Relevant que l'Empereur s'était tenu à Rossomme au début de la bataille et non à l'arrière de la Belle Alliance, l'auteur en conclut que “ Foy dit Belle Alliance pour Rossomme et la Haie-Sainte pour la Belle Alliance.  Il a donc dû, par suite logique, prendre la Haie.Sainte pour la ferme de Mont-Saint-Jean et le carrefour de la route et du chemin creux pour le hameau de Mont-Saint-Jean”. Mais pourquoi en déduire que “ Napoléon a fait la même erreur et Drouot aussi, et Gourgaud.  Et probalement aussi toute l'armée française ” ?

Si Foy se trompe, rien ne permet d'en inférer que Napoléon et toute l'armée française aient fait de même.

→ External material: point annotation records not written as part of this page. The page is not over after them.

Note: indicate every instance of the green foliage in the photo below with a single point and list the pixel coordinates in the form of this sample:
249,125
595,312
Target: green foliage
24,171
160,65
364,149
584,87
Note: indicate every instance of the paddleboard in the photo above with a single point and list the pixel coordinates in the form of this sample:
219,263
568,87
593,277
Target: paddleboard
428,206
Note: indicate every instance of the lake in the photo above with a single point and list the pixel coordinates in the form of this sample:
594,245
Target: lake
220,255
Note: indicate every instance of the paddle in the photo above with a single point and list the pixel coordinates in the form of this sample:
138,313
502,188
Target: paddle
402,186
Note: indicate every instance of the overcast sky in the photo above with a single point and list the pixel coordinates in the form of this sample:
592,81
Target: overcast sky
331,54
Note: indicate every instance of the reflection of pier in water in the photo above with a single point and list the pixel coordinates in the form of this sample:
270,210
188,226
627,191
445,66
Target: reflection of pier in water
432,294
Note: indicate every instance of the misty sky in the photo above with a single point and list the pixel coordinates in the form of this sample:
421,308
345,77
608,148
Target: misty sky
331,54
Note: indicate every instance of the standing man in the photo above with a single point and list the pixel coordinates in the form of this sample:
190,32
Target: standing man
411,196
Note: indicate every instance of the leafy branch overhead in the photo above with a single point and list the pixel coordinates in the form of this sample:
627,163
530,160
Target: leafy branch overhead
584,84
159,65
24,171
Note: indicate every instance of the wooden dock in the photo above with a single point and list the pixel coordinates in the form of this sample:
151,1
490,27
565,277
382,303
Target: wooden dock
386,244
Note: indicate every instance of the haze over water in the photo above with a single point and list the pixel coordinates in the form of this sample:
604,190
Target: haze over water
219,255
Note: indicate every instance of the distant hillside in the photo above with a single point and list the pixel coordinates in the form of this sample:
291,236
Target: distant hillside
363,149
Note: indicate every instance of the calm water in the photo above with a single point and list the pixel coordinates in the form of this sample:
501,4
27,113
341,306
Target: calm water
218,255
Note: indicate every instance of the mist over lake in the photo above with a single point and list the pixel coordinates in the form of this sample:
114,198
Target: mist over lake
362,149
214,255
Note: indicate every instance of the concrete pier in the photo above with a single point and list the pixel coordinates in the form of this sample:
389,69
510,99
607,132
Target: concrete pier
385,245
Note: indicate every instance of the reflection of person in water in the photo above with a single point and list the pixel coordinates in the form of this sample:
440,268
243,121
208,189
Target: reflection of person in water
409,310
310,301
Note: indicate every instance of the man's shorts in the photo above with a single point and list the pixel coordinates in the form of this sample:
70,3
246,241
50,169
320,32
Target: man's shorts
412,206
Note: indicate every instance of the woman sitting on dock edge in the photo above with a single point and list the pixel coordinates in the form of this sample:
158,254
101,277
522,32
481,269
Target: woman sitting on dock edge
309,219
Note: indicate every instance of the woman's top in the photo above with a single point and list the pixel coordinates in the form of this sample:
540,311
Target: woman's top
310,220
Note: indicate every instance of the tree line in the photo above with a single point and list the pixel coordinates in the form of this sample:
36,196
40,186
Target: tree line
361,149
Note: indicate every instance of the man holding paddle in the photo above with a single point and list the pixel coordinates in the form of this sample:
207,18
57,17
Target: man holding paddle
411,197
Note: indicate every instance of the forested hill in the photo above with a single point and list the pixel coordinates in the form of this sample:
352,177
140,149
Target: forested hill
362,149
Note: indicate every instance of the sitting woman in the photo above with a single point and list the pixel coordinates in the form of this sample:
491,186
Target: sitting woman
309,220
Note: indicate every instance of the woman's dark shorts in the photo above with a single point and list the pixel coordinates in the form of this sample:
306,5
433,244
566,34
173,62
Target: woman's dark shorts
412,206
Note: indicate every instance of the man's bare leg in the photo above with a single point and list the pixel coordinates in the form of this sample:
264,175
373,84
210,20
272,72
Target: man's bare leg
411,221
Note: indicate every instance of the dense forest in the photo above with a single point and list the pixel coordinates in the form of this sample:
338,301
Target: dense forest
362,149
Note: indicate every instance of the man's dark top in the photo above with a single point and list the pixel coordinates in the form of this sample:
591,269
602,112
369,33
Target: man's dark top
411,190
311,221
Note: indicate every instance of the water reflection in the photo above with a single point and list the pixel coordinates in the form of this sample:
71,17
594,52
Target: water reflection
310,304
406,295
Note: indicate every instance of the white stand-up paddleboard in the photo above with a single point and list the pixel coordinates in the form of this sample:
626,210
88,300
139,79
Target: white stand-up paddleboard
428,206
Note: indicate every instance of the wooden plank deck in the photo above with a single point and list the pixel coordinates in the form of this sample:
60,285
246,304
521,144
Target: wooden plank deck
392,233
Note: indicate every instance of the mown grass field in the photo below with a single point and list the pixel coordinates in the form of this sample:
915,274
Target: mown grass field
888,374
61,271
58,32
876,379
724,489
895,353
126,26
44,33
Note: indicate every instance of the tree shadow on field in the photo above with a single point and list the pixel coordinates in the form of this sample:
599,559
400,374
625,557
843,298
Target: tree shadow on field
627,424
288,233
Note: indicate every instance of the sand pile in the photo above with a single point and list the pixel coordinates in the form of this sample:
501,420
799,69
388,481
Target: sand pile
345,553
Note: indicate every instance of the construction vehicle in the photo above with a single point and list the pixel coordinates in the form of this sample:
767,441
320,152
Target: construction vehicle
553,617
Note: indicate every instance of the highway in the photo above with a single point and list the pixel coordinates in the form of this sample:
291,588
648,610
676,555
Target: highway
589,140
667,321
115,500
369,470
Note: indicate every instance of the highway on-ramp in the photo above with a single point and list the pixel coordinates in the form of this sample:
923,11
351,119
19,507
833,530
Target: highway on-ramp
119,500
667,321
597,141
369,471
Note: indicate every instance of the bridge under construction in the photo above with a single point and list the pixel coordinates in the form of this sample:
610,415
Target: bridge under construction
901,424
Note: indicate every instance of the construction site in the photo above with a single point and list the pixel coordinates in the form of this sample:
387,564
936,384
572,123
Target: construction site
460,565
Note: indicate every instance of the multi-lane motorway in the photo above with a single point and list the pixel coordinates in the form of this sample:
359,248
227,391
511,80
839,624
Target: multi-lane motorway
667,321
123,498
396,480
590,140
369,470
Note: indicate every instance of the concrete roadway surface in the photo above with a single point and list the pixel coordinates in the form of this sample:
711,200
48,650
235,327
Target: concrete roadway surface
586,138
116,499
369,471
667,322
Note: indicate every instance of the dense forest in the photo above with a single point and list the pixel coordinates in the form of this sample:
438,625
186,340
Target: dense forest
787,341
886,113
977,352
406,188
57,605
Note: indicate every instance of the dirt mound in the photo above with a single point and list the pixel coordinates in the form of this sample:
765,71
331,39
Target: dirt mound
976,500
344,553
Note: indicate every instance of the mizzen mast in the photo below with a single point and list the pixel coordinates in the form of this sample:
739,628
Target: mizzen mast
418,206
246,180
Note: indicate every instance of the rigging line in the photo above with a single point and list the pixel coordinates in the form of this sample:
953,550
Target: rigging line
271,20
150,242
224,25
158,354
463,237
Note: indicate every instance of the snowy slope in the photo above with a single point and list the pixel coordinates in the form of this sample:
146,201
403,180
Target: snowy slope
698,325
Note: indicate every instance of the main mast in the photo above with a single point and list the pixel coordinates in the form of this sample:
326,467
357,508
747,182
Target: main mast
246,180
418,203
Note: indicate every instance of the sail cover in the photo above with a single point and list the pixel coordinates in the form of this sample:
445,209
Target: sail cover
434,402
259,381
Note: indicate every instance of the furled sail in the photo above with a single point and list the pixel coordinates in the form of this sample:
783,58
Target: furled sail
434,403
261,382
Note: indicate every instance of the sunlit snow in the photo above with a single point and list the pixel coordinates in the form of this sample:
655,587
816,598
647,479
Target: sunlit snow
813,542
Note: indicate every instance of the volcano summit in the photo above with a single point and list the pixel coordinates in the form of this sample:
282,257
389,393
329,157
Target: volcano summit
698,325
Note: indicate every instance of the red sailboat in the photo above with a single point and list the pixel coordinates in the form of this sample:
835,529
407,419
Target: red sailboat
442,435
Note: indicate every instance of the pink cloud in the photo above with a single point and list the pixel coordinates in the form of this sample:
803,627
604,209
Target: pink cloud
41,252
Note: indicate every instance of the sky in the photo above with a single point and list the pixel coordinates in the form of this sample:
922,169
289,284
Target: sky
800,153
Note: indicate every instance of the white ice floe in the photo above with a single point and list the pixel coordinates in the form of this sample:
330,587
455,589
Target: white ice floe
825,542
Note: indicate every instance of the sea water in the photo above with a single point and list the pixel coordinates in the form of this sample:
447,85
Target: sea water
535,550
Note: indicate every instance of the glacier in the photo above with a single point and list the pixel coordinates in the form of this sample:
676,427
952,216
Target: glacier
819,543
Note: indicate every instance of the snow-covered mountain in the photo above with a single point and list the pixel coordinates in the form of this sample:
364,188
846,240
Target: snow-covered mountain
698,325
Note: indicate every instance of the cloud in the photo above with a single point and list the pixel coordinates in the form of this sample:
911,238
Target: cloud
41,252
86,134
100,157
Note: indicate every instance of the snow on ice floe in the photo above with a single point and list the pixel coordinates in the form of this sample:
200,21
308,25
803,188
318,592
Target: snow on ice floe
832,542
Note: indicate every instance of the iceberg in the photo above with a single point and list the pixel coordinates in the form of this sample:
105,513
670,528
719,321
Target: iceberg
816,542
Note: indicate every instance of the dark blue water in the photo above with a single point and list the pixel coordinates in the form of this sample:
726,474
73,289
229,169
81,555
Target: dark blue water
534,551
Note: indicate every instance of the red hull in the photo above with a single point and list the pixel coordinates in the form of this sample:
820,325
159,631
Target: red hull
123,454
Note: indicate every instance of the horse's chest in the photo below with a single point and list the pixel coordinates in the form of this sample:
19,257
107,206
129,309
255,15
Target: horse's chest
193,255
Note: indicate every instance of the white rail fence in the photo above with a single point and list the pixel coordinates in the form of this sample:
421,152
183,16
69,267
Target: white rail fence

Les arguments de Bernard Coppens ne justifient donc en aucune manière ses affirmations péremptoires : “ Il semble donc évident que Napoléon a pris la ferme de la Haie-Sainte pour celle de Mont-Saint-Jean et le carrefour de la route de Bruxelles avec le chemin creux, pour le village de Mont-Saint-Jean où est l'intersection des routes ”. Même si Napoléon a commis des erreurs à Waterloo, il était encore capable de lire correctement une carte et malgré les affirmations de l'auteur, on voit mal les conséquences que ces confusions, à supposer qu'elles aient existé, auraient pu avoir sur le déroulement de la bataille.

 

Les “ découvertes ” de Bernard Coppens ne méritent donc guère de crédit même si sa bonne foi n'est pas en cause.  Mais s'agit-il vraiment de découvertes ou bien l'auteur s'est-il inspiré d'un ouvrage anonyme : “ The battle of Waterloo... by a near observer ”, publié à Londres chez John Booth en 1816, dont il cite deux passages qui coïncident exactement avec la thèse qu'il soutient (5) ?

 

                                                                                    Jacques Logie

     

Notes

   
 

1. Relation de Reille citée par H. Houssaye, 1815-Waterloo, Paris, 1903, p. 329, note 3.
(Retour au texte.)

     
 


2. Il s'agit de la carte chorégraphique de Ferraris et de celle de Capitaine et Chanlaire en usage dans l'armée française en 1815.

     
 


3. Nous ne reviendrons pas sur le fait que pareille formation ait été ordonnée par Napoléon lui-même à diverses reprises, comme le relève l'auteur, citant le témoignage du colonel Bugeaud (note 14).

     
 
4. Le témoignage de Foy doit être replacé dans son contexte quant aux déplacements de Napoléon à Waterloo, v. J. Logie, “ Napoléon à Waterloo ”, Revue belge d’Histoire militaire, XXI, 6, 1976, pp. 583-594.
     
 
5. “ Il is said the ennemy were ignorant of the strength of the position, the garden wall being concealed by the wood and hedge ”, p. 3 et “ It is evident that here, as in other French accounts, Mont-St.-Jean is put for la Haye-Sainte”, p. 10.